Книга Монголо-татары глазами древнерусских книжников середины XIII-XV в. - Владимир Рудаков
Шрифт:
Интервал:
Закладка:
В еще большей степени отношение автора «Повести о нашествии Тохтамыша» к отъезду великого князя проявилось в финальных фразах описания «московского разорения». Как и его предшественник, только еще более подробно, автор Повести рассказал о тех несчастьях, которые обрушились на Москву. По его мнению, «быша Москва градъ великъ, градъ чюденъ, градъ многочеловеченъ, в нем же множество людий, в нем же множество господьства, в нем же множество всякого узорочья… Въ единомъ (же) часе, — сокрушался книжник, — изменися видение его (града. — В. Р.), егда взят бысть, и посеченъ, и пожженъ. И видети его нечего, разве токмо земля, и персть, и прах, и пепел, и трупиа мертвых многа лежаща, и святыа церкви стояще акы разорены, аки осиротевши, аки овдовевши»[738]. Закончив полное трагизма описание бедствий столицы, автор Повести вновь возвращается к рассуждениям о причинах столь страшного разорения. Приводимый ниже пассаж, ранее, насколько нам известно, не подвергавшийся анализу исследователей, вероятно, является ключевым для реконструкции отношения автора Повести к поступку Дмитрия Донского.
«Сице же бысть конець Московьскому пленению, — заключает автор Повести рассказ о постигшем Москву несчастье. — Не токмо же едина Москва взята бысть тогда, но и прочии грады и страны пленени быша», — добавляет он. «Князь же великий, — повторяет книжник уже констатированный в начале Повести факт, — съ княгинею и съ детми пребысть на Костроме, а братъ его Володимеръ на Волоке, а мати Володимерова и княгини въ Торжку, а Герасим владыка Коломеньский въ Новегороде». И далее следует, как нам представляется, явно негативная характеристика поступка Дмитрия: «Кто насъ братье, о семъ не устрашится, видя таковое смущение Рускои земли? Яко же Господь глагола Пророкомъ: аще хощете, послушаете мене, благия земная снесте, положю страхъ вашь на вразехъ вашихъ; аще ли не послушаете мене, то побегнете никимъже гоними, пошлю на вы страхъ и ужасъ, побегнеть васъ отъ пяти сто, а отъ ста тысяща (вариант «тма»)»[739].
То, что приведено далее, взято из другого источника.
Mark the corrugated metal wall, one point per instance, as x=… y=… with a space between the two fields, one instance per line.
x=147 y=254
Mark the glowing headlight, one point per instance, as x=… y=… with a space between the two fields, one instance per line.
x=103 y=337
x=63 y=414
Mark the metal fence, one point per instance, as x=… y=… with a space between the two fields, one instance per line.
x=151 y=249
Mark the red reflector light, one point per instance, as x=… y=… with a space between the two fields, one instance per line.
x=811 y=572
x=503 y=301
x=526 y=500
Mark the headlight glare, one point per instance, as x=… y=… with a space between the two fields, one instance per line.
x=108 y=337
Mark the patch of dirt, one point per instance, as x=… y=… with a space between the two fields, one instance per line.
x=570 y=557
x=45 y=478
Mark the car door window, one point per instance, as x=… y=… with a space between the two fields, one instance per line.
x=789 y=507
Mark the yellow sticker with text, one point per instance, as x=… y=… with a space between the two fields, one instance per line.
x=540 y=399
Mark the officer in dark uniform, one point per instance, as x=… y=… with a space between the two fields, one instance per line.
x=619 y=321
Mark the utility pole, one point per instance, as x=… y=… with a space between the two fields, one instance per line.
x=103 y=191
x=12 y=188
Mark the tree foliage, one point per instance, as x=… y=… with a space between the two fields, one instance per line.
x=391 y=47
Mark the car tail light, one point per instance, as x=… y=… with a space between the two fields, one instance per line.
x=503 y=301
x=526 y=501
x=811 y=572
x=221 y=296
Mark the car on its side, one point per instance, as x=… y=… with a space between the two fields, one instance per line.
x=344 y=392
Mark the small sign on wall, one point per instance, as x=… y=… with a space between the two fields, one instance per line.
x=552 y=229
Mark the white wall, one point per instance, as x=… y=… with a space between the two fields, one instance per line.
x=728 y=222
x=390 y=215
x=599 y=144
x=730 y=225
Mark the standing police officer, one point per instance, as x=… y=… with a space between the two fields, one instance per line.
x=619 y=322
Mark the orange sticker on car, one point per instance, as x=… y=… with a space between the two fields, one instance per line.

Интересно, что приведенный отрывок в полном виде читается только в списках HIV и в НК. CI текст от слов «кто насъ братье, о семъ не устрашится…» и до фразы «…побегнеть васъ отъ пяти сто, а отъ ста тысяща» не содержит. Однако помимо текста Повести приведенный пассаж в части, отсутствующей в CI, читается (причем дословно) в НПЛ младшего извода (далее НПЛ мл.), текст которой содержит лишь краткое сообщение о нашествии Тохтамыша. Кстати, в той же НПЛ поступок Дмитрия охарактеризован достаточно четко: говорится о том, что князь именно «побежа… на Кострому», причем побежал не перед лицом «самого царя», а по более прозаической причине — «видя многое множство безбожныхъ Татаръ, не ста противу имъ»[740].
Скорее всего, процитированный отрывок восходит к летописанию Великого Новгорода. И, судя по всему, именно текст, дошедший до нас в составе HIV‑HK, является первоначальным текстом Повести. Составитель же общерусской — московской по своему происхождению — CI летописи, активно пользовавшийся материалами новгородского летописания, видимо, не рискнул оставить этот фрагмент в редактируемом им тексте[741]. Новейший исследователь новгородского летописания А. Г. Бобров полагает, что именно «редакторским сокращением следует объяснить и отсутствие в CI читавшихся в протографе CI‑HK нескольких крупных фрагментов из Повести», в том числе и цитированного отрывка[742]. Причина ясна: слишком уж негативным получался образ великого князя, «не послушавшего Господа» и поэтому вынужденного спасаться бегством и бросать на произвол судьбы врученное ему Всевышним «духовное стадо».